Hepatitis C in CKD

The 2022 Clinical Practice Guideline for the Prevention, Diagnosis, Evaluation, and Treatment of Hepatitis C in Chronic Kidney Disease (CKD) and Executive Summary are now published online in Supplement to Kidney International and Kidney International, respectively. The Guideline was co-chaired by Michel Jadoul, MD (Belgium), and Paul Martin, MD (United States).

The KDIGO 2022 Hepatitis C in CKD Guideline follows four years after the last clinical practice guideline on this topic in 2018. The 2022 Hepatitis C in CKD Guideline addresses new evidence that has accumulated in several areas, including the role of additional direct-acting antiviral regimens in treating patients with hepatitis C virus (HCV) and CKD G1-G5 or CKD G5D, including kidney transplant recipients. The guideline also addresses studies attesting to the efficacy and safety of kidney transplantation from donors with HCV to recipients who are HCV negative, and the role of kidney biopsy in managing HCV-associated glomerulonephritis.

This guideline is intended to assist clinicians caring for HCV and CKD patients, including those on chronic dialysis therapy and individuals with a kidney transplant. Topic areas for which specific recommendations are issued include the detection and evaluation of HCV in CKD; treatment of HCV infection in patients with CKD; prevention of HCV transmission in hemodialysis units; management of HCV-infected patients before and after kidney transplantation; and the diagnosis and management of kidney diseases associated with HCV infection.

Development of the Hepatitis C in CKD Guideline followed KDIGO’s explicit process of systematic evidence review. Appraisal of the quality of the evidence and the strength of recommendations followed the ‘Grading of Recommendations Assessment, Development and Evaluation’ (GRADE) approach. Limitations of the evidence were discussed, with areas of future research also presented.

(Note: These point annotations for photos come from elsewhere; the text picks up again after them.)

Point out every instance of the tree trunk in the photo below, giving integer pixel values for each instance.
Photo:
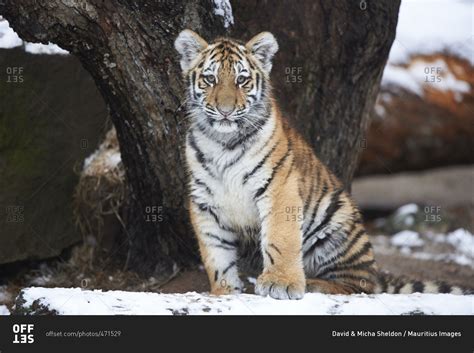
(340, 48)
(328, 69)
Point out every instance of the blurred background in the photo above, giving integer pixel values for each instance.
(60, 162)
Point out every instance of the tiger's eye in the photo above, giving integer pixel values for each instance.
(241, 79)
(210, 79)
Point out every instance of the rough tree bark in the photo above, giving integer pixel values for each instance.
(128, 49)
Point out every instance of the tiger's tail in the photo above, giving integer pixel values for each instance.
(389, 283)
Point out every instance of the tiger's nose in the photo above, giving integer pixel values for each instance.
(225, 111)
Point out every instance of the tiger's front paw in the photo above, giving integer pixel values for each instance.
(279, 286)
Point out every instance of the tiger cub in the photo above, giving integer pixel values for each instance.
(250, 170)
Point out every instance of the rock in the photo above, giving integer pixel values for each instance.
(51, 122)
(419, 124)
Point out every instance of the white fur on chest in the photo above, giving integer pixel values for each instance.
(232, 199)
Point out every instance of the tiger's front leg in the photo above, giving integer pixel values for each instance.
(218, 249)
(283, 275)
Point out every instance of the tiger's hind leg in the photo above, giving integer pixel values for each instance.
(350, 267)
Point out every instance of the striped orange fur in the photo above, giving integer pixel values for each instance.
(252, 175)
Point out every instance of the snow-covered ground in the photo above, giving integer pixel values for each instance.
(75, 301)
(456, 246)
(4, 310)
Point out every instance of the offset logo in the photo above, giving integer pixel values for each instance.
(23, 333)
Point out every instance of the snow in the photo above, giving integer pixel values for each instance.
(417, 76)
(4, 310)
(10, 39)
(75, 301)
(407, 238)
(429, 26)
(109, 159)
(462, 240)
(50, 48)
(408, 243)
(223, 8)
(408, 209)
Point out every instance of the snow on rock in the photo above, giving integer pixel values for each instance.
(410, 208)
(427, 26)
(10, 39)
(106, 158)
(75, 301)
(224, 9)
(50, 49)
(429, 246)
(4, 310)
(419, 75)
(407, 238)
(462, 240)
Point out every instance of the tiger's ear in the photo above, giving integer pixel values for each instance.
(189, 44)
(263, 46)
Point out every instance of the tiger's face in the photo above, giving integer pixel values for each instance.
(228, 82)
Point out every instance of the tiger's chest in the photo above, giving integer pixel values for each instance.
(234, 201)
(221, 186)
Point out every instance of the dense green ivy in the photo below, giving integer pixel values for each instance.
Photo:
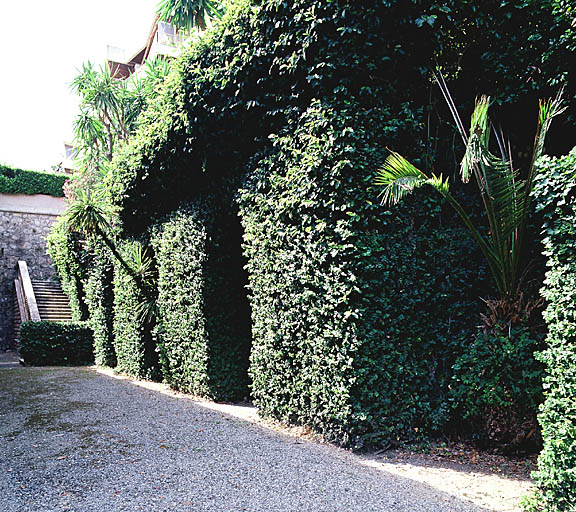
(68, 254)
(354, 314)
(203, 318)
(54, 343)
(134, 345)
(358, 313)
(19, 181)
(99, 288)
(497, 386)
(555, 193)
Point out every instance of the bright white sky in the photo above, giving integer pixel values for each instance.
(42, 43)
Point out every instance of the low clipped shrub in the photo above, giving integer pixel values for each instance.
(19, 181)
(99, 288)
(56, 343)
(555, 194)
(497, 386)
(203, 317)
(134, 344)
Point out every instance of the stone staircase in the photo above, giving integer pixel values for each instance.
(52, 303)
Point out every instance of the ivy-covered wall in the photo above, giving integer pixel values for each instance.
(356, 311)
(134, 345)
(556, 196)
(72, 261)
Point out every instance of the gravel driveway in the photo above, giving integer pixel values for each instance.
(74, 439)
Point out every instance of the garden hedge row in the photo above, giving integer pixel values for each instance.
(19, 181)
(358, 313)
(204, 321)
(353, 307)
(556, 476)
(55, 344)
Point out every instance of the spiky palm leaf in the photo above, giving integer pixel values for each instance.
(188, 14)
(506, 198)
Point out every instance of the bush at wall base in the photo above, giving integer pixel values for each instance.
(56, 344)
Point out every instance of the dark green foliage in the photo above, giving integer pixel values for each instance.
(555, 194)
(498, 381)
(357, 312)
(353, 308)
(203, 325)
(55, 344)
(19, 181)
(69, 256)
(133, 342)
(99, 287)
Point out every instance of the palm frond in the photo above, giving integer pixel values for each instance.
(87, 214)
(398, 178)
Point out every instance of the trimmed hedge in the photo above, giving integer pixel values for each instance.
(69, 255)
(134, 344)
(99, 288)
(354, 314)
(555, 193)
(19, 181)
(357, 312)
(55, 344)
(204, 321)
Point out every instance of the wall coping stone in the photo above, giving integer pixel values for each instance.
(38, 204)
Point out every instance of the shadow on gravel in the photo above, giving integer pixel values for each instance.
(74, 439)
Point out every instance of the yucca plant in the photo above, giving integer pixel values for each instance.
(505, 196)
(89, 214)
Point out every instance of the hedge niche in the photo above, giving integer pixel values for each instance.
(99, 288)
(69, 255)
(357, 311)
(556, 477)
(203, 317)
(134, 343)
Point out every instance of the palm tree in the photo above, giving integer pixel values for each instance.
(505, 197)
(188, 14)
(88, 214)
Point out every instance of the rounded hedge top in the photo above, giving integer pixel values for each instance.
(19, 181)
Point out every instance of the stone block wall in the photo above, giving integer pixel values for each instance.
(22, 237)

Read the full News Release.


This Clinical Practice Guideline is based upon the best information available at the time of publication. The recommendations are designed to provide information and assist decision-making. They are not intended to define a standard of care, and should not be construed as one. Neither should they be interpreted as prescribing an exclusive course of management. Variations in practice will inevitably and appropriately occur when clinicians take into account the needs of individual patients, available resources, and limitations unique to an institution or type of practice. Every health care professional making use of this Guideline is responsible for evaluating the appropriateness of applying them in the setting of any particular clinical situation. The recommendations for research contained within this document are general and do not imply a specific protocol.